# Extended Kalman Filter
We implement a basic [Kalman filter](https://en.wikipedia.org/wiki/Kalman_filter) based on the linearized nonlinear dynamics about the current operating point. This is referred to as the [Extended Kalman Filter](https://en.wikipedia.org/wiki/Extended_Kalman_filter) and, despite no guarantees on optimality of the estimation, it is extremely popular due to its effectiveness and ease of implementation.

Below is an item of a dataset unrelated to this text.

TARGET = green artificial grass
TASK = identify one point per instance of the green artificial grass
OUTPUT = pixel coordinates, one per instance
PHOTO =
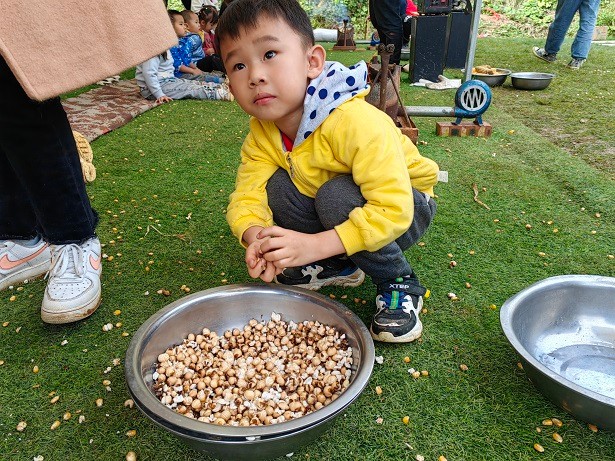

We will use acrobot and cartpole as our model systems. Our goal is to use LQR to achieve the balancing task with the following challenges compared to the ideal full state feedback case:
1. We only get to measure the position variables and consider the velocities unknown.
2. Our sensor measurements are subject to observation noise.
3. Our dynamics are subject to process noise, which we take to be random white noise injected through our actuator dynamics.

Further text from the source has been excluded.